| By your own admission, some Muslim countries have not been colonized, these should offer us nice examples of more tolerant Muslims, but they don't. Colonists in Muslim countries didn't always seek to convert the natives to Christianity. Colonists sent missionaries, but this was mostly to non Muslim places like Latin America, enclaves in South East Asia and Pacific Islands, not much of this sort of thing went on in North Africa, the Middle East or Persian Gulf.
No Christian colonists perceived of any need for forceful conversion of Muslims, nor was such ever undertaken. In India the the British respected local practices, the Spanish colonists who were Catholic and hence Christians, did forcibly convert natives, but these weren't Muslims, and that was about 300 hundred years earlier (when that sort of thing was okay).

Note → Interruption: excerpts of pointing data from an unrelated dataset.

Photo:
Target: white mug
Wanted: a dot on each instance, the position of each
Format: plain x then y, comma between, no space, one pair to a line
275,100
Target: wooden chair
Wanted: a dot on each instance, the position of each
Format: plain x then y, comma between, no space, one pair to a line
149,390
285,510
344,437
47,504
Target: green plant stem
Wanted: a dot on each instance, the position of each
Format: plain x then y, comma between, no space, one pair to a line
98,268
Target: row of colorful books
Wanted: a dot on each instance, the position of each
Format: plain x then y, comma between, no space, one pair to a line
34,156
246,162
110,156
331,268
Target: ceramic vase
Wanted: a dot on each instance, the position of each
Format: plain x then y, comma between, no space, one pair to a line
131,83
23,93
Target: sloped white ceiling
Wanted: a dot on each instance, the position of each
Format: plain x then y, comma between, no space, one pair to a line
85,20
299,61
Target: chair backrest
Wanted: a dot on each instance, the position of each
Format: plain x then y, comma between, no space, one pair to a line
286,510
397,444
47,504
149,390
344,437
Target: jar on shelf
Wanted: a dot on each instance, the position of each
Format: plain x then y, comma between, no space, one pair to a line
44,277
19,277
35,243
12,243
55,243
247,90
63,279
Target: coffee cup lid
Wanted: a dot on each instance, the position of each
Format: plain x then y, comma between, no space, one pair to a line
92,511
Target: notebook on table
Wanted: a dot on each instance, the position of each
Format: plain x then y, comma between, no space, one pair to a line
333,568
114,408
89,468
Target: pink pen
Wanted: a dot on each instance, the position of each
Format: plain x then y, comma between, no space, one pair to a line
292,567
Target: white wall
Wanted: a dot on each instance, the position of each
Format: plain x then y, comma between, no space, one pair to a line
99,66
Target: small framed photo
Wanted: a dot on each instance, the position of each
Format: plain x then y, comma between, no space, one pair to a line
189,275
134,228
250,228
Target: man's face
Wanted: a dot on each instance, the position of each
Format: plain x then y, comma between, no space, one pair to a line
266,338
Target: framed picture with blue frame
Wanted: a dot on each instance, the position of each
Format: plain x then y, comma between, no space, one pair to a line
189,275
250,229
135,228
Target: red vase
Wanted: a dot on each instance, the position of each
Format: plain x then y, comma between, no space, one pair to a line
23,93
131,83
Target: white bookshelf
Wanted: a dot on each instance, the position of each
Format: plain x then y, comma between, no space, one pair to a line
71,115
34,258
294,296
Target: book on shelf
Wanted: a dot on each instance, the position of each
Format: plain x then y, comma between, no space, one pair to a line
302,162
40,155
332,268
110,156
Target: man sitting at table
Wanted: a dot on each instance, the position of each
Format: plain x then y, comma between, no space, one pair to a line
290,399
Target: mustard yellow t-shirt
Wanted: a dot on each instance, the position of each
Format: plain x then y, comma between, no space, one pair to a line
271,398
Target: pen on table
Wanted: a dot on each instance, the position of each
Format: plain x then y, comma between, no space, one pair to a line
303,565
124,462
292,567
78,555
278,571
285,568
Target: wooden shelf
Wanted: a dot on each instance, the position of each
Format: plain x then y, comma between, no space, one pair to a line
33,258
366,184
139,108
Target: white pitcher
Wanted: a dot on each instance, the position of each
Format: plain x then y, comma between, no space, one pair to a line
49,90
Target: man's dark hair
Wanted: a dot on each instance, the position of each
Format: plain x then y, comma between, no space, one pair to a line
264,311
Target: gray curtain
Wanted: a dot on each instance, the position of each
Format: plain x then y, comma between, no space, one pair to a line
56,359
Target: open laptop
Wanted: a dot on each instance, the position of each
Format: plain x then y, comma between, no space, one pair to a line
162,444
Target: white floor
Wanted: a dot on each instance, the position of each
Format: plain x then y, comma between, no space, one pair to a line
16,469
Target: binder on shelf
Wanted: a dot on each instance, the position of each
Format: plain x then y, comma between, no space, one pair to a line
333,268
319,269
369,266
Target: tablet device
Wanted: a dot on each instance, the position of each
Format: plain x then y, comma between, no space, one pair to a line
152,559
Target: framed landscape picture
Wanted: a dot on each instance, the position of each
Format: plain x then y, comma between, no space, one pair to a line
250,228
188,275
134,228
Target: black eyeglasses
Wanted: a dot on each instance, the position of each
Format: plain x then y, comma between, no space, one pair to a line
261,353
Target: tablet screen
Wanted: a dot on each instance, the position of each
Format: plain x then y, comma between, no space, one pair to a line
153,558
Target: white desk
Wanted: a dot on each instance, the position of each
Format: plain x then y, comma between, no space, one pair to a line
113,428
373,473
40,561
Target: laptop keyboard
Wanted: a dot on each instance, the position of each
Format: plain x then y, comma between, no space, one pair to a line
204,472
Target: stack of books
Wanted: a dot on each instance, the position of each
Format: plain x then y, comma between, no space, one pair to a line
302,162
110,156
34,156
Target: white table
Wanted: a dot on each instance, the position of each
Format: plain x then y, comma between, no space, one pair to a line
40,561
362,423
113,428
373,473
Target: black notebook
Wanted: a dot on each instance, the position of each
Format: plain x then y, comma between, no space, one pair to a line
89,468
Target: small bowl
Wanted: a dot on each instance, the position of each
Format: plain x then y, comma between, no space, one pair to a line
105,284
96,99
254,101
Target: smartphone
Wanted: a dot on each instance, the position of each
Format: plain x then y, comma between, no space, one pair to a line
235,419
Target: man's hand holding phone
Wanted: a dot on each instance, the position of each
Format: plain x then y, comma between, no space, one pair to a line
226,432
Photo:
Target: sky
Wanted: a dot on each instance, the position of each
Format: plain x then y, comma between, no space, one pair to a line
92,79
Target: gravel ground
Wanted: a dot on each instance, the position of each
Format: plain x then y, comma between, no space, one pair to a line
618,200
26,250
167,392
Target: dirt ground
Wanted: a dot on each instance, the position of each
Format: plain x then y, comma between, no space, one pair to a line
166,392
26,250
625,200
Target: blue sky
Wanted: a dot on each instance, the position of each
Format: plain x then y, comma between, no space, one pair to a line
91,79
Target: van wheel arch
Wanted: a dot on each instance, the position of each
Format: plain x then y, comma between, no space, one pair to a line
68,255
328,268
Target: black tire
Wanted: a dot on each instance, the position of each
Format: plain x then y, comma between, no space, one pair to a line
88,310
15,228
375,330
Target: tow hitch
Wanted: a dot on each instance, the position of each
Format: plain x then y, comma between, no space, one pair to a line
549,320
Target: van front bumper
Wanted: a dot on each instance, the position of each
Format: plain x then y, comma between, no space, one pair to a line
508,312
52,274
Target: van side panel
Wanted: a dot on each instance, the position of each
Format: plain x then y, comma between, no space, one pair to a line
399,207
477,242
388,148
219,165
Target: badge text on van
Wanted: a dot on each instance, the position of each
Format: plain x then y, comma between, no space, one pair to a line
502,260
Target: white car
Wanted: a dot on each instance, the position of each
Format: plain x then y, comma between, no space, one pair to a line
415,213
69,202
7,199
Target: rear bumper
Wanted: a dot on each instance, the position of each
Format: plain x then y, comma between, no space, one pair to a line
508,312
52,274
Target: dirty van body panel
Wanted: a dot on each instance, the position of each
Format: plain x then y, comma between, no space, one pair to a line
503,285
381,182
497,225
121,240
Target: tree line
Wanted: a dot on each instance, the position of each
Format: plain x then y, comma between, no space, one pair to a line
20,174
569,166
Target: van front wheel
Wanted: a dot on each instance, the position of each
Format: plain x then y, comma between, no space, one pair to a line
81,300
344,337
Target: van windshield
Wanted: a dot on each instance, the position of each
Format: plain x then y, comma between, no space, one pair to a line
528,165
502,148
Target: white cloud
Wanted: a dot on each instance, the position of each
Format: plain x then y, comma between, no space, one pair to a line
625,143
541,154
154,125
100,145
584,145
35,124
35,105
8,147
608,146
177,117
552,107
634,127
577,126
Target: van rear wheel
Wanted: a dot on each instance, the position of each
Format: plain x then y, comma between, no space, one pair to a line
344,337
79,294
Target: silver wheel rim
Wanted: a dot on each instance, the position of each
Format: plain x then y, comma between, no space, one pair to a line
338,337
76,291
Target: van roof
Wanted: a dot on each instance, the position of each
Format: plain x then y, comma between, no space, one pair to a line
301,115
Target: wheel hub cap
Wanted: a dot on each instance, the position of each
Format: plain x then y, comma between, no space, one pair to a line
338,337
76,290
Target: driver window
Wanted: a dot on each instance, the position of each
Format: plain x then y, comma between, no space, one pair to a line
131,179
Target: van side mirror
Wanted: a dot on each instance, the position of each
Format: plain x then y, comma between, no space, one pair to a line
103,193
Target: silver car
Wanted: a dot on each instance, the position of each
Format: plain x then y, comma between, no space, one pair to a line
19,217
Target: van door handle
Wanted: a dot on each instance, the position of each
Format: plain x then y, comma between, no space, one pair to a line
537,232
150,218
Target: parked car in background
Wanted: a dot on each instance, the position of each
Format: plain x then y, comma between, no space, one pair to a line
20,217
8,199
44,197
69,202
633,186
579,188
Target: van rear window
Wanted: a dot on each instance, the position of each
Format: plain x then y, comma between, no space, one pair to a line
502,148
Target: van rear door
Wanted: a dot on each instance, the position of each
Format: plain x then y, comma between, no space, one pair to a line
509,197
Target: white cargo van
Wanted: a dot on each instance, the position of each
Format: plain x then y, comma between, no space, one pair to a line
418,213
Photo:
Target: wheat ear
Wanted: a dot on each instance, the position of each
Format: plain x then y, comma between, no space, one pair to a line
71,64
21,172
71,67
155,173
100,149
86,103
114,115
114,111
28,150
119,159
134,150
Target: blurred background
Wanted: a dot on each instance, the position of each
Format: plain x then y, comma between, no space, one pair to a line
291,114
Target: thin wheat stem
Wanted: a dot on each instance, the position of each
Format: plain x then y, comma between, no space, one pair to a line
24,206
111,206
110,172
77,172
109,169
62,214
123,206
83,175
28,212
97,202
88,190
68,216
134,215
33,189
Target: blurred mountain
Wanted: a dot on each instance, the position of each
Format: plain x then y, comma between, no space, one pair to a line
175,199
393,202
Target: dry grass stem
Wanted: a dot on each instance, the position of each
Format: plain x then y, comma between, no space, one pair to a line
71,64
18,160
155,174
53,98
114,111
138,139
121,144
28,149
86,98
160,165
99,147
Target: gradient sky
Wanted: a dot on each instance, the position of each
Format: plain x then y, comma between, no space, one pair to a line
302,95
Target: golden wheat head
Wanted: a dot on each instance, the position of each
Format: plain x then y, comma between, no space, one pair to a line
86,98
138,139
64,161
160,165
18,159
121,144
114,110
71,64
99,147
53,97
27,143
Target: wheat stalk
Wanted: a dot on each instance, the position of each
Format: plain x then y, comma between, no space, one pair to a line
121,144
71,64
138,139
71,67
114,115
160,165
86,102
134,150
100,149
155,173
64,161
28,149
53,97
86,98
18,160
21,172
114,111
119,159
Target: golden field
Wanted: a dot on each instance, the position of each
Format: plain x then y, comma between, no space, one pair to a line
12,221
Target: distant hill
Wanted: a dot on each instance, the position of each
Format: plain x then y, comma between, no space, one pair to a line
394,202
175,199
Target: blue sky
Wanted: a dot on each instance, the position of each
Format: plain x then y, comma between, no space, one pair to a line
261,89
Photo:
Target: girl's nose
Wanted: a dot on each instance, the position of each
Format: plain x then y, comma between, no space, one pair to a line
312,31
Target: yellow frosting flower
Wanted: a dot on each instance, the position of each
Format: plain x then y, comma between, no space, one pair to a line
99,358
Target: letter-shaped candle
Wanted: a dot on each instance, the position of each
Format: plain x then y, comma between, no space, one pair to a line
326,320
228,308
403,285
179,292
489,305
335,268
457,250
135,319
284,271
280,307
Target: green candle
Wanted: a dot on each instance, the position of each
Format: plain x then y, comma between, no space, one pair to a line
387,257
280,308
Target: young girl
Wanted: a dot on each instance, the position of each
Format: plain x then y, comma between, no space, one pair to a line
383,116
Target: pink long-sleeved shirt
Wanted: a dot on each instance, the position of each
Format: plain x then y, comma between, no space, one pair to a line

You just have to look at the dates of colonization and consider the relationship of Church and State in the colonizing power. The British have a sui generis situation with the monarch as Pope for Anglicans, but its not like the crown has ever placed any importance in religious pursuits, certainly not in its colonizing which was strictly mercantilistic. The French disengaged the Church with Richellieu, they weren't out on any missions either. The Portuguese may have been like the Spanish when they got to Brazil, but by the time they got to Angola or Mozambique it was a different story, and again, those aren't Muslims.
There is no evidence to sustain a claim of forcible conversion of Muslims by Christian colonialists since the Crusades.
Et semel emissum volat irrevocabile verbum.